Files
dlt/dlt/common/pipeline.py
2022-12-11 21:54:04 +01:00

168 lines
6.4 KiB
Python

import os
import tempfile
import datetime # noqa: 251
from typing import Any, Callable, ClassVar, Dict, List, NamedTuple, Optional, Protocol, Sequence, Tuple, TypedDict
from dlt.common.configuration.container import ContainerInjectableContext
from dlt.common.configuration import configspec, DOT_DLT
from dlt.common.configuration.specs import RunConfiguration
from dlt.common.destination import DestinationReference, TDestinationReferenceArg
from dlt.common.schema import Schema
from dlt.common.schema.typing import TColumnSchema, TWriteDisposition
class ExtractInfo(NamedTuple):
"""A tuple holding information on extracted data items.
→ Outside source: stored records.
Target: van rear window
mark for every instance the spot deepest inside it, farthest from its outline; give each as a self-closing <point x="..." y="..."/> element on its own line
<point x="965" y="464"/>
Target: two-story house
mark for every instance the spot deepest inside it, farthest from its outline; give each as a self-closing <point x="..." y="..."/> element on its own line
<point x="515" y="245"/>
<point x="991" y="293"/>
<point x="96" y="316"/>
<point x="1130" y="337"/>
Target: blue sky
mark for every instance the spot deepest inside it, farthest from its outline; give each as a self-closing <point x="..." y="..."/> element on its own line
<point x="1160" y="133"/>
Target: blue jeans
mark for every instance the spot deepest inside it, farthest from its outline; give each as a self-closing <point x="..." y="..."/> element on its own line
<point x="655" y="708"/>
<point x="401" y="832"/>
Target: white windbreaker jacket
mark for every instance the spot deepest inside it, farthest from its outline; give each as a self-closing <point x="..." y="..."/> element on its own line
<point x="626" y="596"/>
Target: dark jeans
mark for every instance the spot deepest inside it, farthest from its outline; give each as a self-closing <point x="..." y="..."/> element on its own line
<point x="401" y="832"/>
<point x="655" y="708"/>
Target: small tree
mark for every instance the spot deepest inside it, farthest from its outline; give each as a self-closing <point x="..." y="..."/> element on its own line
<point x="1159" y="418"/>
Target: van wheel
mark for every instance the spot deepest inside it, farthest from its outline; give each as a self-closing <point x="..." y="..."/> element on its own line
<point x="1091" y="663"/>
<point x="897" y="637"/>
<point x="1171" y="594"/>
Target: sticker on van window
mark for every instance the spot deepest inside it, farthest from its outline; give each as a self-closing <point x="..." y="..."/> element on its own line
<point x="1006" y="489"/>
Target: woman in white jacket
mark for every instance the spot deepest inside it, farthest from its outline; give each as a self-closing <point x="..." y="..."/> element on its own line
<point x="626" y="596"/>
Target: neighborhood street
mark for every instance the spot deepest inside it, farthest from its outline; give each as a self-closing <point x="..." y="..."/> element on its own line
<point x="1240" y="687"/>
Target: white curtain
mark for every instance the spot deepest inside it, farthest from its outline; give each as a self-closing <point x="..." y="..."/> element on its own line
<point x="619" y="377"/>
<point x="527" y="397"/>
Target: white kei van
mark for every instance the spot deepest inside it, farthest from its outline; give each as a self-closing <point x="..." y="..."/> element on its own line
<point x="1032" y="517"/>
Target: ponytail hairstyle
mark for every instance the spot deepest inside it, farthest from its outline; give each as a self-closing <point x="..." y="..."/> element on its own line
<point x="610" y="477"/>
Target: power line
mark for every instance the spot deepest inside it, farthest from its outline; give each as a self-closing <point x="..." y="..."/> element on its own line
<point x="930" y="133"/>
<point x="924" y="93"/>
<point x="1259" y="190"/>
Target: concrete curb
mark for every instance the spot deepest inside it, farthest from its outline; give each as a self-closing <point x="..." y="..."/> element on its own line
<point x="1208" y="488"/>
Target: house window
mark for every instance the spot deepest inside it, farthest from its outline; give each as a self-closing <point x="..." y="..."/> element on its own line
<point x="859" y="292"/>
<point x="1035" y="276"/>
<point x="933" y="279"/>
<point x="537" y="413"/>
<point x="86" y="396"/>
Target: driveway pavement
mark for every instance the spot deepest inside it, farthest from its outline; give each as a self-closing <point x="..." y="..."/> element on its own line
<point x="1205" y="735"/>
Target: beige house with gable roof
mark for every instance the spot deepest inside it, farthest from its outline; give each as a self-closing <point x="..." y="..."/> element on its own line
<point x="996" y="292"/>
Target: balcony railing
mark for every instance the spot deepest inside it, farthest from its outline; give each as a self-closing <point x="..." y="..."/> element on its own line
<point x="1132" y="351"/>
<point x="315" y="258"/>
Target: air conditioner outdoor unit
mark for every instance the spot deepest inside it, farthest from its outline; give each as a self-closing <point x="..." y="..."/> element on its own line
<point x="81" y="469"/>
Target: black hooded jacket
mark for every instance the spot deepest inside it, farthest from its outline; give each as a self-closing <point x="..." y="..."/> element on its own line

Returned by pipeline `extract` method."""
pass
class NormalizeInfo(NamedTuple):
"""A tuple holding information on normalized data items. Returned by pipeline `normalize` method."""
pass
class LoadInfo(NamedTuple):
"""A tuple holding the information on recently loaded packages. Returned by pipeline `run` and `load` methods"""
pipeline: "SupportsPipeline"
destination_name: str
destination_displayable_credentials: str
dataset_name: str
loads_ids: Dict[str, bool]
failed_jobs: Dict[str, Sequence[Tuple[str, str]]]
first_run: bool
def __str__(self) -> str:
msg = f"{len(self.loads_ids)} load package(s) were loaded to destination {self.destination_name} and into dataset {self.dataset_name}\n"
msg += f"The {self.destination_name} destination used {self.destination_displayable_credentials} location to store data\n"
for load_id, completed in self.loads_ids.items():
cstr = "COMPLETED" if completed else "NOT COMPLETED"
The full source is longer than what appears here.